After spending months complaining about the disparity between the United States and other nations' duties, along with the unfair treatment of U.S. exporters, President Trump is once again threatening to pull the plug on one of the best tariff-equalizing deals ever made: the North American Free Trade Agreement. As always, his allies argue that this is a brilliant negotiating strategy to force the Democrats to adopt his new NAFTA. I don't know if that strategy will succeed, but it's incredibly inconsistent with his stated goal of wanting lower and reciprocal tariffs on U.S. exports.

A quick reminder of how we got here: From day one in the White House, the president has declared his intention to pull out of NAFTA. He has claimed many times that the 1994 deal was the worst deal ever agreed to by the United States.

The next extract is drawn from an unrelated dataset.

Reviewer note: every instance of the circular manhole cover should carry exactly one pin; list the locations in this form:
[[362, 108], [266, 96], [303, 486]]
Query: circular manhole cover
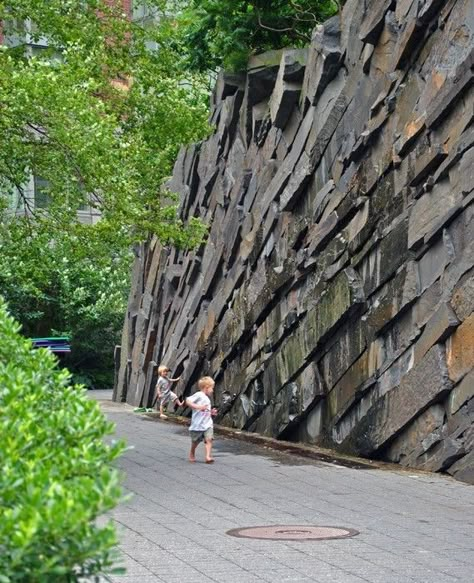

He used this threat of withdrawal to extract a new deal with Canada and Mexico called the United States-Mexico-Canada Agreement (USMCA), a deal he modestly labeled "the most important trade deal we've ever made by far."

This statement, however, should be taken with a grain of salt. In fact, while the USMCA includes some needed modernization to the 25-year-old NAFTA and delivers a sliver of trade liberalization in a few areas, on net it's more protectionist than NAFTA, due to punishing new "rules of origin" and high minimum-wage requirements. But no matter how imperfect the agreement is, it may ease the fear of a NAFTA withdrawal—for now, at least.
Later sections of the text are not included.